Savanna Shaw finished high school in the valley in 2004 and now spends most of her days working on the trigger (as she calls it) as the European Organization for Nuclear Research (CERN)’s Large Hadron Collider. She’s quick to downplay her job, which she’s had for the past year and a half, as being a lot of writing computer code and meetings, but does concede that it’s code and meeting with huge implications.

The big picture is definitely interesting, although the day-to-day is not too dissimilar from what most people do, said Ms. Shaw. But if you’re into particle collision physics, then yes CERN is the place to be at the moment.

The Large Hadron Collider made headlines when it finally was turned on in 2008, after top scientists, engineers and designers spent decades making it. The 27-kilometre long collider, which has been called the largest and most expensive science experiment ever undertaken, is a tube-like machine (as large around as subway tunnel) lying buried near Geneva and scientists use it to fire sub-atomic particles into each other with the aim of answering fundamental questions about the nature of the universe. Prior to the collider actually being switched on, doomsday sayer even raised concerns about the potential of the machine to create a black hole that would swallow the Earth (since it mimics conditions present at the birth of the universe, the Big Bang). It’s a topic Ms. Shaw has fielded questions on before, at her first particle physics job, working at the Tevatron, a circular particle accelerator outside of Chicago.

I must have heard that question (about collider creating black holes) 500 times, she said. And the answer is no. The reason is because we already have a particle accelerator that is much more powerful than the Large Hadron Collider and that is the sun. Cosmic rays, which are high-energy particles collide with and interact with the Earth’s atmosphere all the time, with much more force than we can ever generate in the Large Hadron Collider. So if it was possible that colliding high-energy particles would make a black hole that would swallow the Earth, then that would have already happened.

The Large Hadron Collider’s initial research run was from 2010 to 2013 before the machine was turned off a two-year break. It restarted a few months ago (a moment Ms. Shaw calls the highlight of her time at CERN). Multiple groups of researchers work on various projects at the collider at any given time. The LHCb experiment group recently grabbed headlines with its discovery of pentaquarks. Ms. Shaw works, on behalf of Manchester University, on the Atlas experiment.

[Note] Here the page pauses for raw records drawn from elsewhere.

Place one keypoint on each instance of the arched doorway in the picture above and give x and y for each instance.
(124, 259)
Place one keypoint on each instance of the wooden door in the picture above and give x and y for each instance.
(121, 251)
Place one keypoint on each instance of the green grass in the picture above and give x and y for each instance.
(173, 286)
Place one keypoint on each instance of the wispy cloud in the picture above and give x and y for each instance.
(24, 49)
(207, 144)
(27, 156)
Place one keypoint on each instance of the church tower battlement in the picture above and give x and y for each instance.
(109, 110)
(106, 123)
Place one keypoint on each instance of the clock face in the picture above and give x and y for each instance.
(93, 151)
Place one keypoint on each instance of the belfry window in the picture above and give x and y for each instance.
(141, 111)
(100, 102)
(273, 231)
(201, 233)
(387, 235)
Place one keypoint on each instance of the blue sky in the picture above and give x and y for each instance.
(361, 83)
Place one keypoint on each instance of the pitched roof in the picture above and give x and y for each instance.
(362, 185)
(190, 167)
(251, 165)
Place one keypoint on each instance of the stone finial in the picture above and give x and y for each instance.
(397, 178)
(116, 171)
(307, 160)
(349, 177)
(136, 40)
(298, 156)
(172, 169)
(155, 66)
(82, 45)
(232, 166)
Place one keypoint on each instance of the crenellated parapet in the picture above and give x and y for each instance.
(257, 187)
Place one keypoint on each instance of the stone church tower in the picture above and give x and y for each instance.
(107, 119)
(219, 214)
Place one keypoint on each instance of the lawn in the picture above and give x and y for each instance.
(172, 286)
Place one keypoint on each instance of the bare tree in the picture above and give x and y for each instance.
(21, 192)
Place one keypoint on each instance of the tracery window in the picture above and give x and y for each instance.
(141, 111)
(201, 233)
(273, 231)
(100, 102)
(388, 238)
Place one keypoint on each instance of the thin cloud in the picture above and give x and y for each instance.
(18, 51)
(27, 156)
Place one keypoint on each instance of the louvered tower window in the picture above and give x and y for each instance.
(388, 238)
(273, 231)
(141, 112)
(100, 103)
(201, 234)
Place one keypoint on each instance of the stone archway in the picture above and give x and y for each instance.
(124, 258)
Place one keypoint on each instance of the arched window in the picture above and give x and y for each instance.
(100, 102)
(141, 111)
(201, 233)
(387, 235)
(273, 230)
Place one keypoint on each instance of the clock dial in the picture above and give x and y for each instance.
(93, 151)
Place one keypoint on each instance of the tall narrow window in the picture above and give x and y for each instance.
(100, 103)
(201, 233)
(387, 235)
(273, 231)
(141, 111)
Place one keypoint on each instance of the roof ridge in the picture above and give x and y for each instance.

Generally what we’re (the Atlas experiment) trying to do is study all the particles we already know and discover new particles, she said, adding her job on the trigger is helping out the system that decides which of the billions of particle collisions happening in the collider each second are interesting enough to record.

Working at CERN is interesting, and being able to live in France and walk to an office in Switzerland is a nice perk, so Ms. Shaw hopes to stay there as long as possible, but the nature of the work results in short contracts, so she has eventual plans to either become a professor or to join one of the many fields (such as data analysis, the insurance business or software writing) in which particle physicists are in high demand.